Iowa SC says pollution clause lets insurer off hook in death
Justice Michael J. Streit
DES MOINES -- Carbon monoxide is a form of pollution, the Iowa Supreme Court stated in a ruling released today.
Answering a certified question of law in the case of Bituminous Casualty Corporation vs. Sand Livestock Systems Inc. (no. 135/05-1063), the Supreme Court ruled that insurer Bituminous Casualty Corp. (BCC) was not liable in the death of a Sand Livestock employee.
The case, currently being heard before Judge Paul Zoss in the Northern Iowa district court, concerns Raymond Gossage, who died from carbon monoxide asphyxiation in the bathroom of a hog facility. Gossage's widow sued Sand, which in turn claimed from BCC.

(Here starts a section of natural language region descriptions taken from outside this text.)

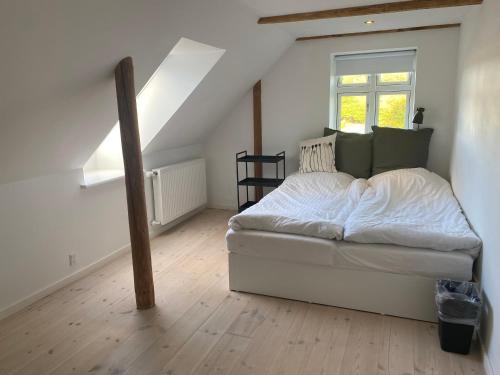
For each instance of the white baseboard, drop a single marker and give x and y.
(229, 207)
(25, 302)
(488, 367)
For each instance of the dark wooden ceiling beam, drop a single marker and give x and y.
(401, 6)
(431, 27)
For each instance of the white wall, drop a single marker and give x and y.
(44, 219)
(296, 94)
(475, 172)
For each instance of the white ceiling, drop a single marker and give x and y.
(57, 97)
(351, 24)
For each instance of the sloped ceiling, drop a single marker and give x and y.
(57, 94)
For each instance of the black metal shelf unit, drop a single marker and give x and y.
(243, 157)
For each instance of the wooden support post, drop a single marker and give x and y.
(257, 135)
(134, 182)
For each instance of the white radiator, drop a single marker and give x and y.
(178, 189)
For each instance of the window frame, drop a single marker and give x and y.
(400, 83)
(408, 103)
(341, 85)
(371, 90)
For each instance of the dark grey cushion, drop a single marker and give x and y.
(353, 153)
(399, 148)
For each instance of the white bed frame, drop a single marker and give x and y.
(379, 292)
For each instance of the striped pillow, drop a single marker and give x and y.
(318, 155)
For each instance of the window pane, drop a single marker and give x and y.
(387, 78)
(361, 79)
(353, 113)
(392, 110)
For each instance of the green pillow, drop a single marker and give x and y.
(399, 148)
(353, 153)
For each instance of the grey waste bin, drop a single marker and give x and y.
(459, 309)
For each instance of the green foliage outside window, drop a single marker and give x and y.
(353, 113)
(392, 110)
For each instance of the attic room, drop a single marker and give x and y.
(249, 187)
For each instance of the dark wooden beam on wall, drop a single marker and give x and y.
(134, 182)
(431, 27)
(400, 6)
(257, 135)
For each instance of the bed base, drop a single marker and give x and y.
(384, 293)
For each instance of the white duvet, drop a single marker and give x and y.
(411, 207)
(311, 204)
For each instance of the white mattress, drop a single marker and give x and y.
(311, 204)
(411, 207)
(347, 255)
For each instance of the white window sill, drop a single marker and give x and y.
(99, 177)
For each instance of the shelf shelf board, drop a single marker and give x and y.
(261, 158)
(246, 205)
(265, 182)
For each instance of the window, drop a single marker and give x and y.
(382, 96)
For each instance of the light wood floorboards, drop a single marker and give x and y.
(200, 327)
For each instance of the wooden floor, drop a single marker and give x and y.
(199, 327)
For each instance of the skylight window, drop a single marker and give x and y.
(176, 78)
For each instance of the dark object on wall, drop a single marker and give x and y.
(353, 153)
(455, 338)
(418, 119)
(400, 148)
(243, 157)
(134, 183)
(459, 309)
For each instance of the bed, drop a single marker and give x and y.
(361, 250)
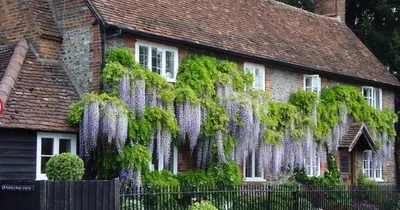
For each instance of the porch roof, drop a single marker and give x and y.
(353, 134)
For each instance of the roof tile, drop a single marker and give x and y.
(262, 28)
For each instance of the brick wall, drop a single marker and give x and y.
(77, 20)
(16, 22)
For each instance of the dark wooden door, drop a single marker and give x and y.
(345, 167)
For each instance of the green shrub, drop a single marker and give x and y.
(203, 205)
(163, 178)
(194, 177)
(65, 167)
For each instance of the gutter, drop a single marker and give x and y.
(13, 69)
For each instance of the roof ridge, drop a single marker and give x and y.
(12, 71)
(303, 11)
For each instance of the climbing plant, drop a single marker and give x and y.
(213, 107)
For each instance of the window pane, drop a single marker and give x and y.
(47, 146)
(156, 55)
(170, 64)
(248, 165)
(43, 164)
(344, 163)
(65, 146)
(143, 56)
(377, 98)
(308, 82)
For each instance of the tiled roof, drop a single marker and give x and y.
(40, 98)
(5, 55)
(44, 17)
(352, 135)
(261, 28)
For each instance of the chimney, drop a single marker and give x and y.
(331, 8)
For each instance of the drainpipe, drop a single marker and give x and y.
(13, 69)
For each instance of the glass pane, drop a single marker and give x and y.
(47, 146)
(248, 165)
(143, 56)
(170, 64)
(43, 164)
(344, 163)
(308, 83)
(154, 155)
(156, 55)
(377, 98)
(65, 146)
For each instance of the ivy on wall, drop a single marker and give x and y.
(213, 107)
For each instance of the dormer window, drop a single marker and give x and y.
(160, 59)
(258, 72)
(312, 83)
(373, 96)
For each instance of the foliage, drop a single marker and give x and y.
(330, 105)
(203, 205)
(163, 178)
(121, 55)
(225, 174)
(194, 177)
(136, 158)
(330, 178)
(65, 167)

But BCC sought a ruling that Sand's policy did not cover deaths such as Gossage's because of a pollution exclusion provision. Gossage's widow countered that the provision was ambiguous because it didn't make clear whether the scope of exclusion spread beyond the limits of "traditional environmental pollution."
The Supreme Court sided with BCC, ruling that "carbon monoxide falls within the extremely broad language of the policies' definition of 'pollutants'." It also ruled that the provision was unambiguous since it was not open to two interpretations.
"The plain language in the exclusions encompasses the injury at issue here because carbon monoxide is a gaseous irritant or contaminant, which was released from the propane power washer," wrote Justice Streit for the unanimous verdict.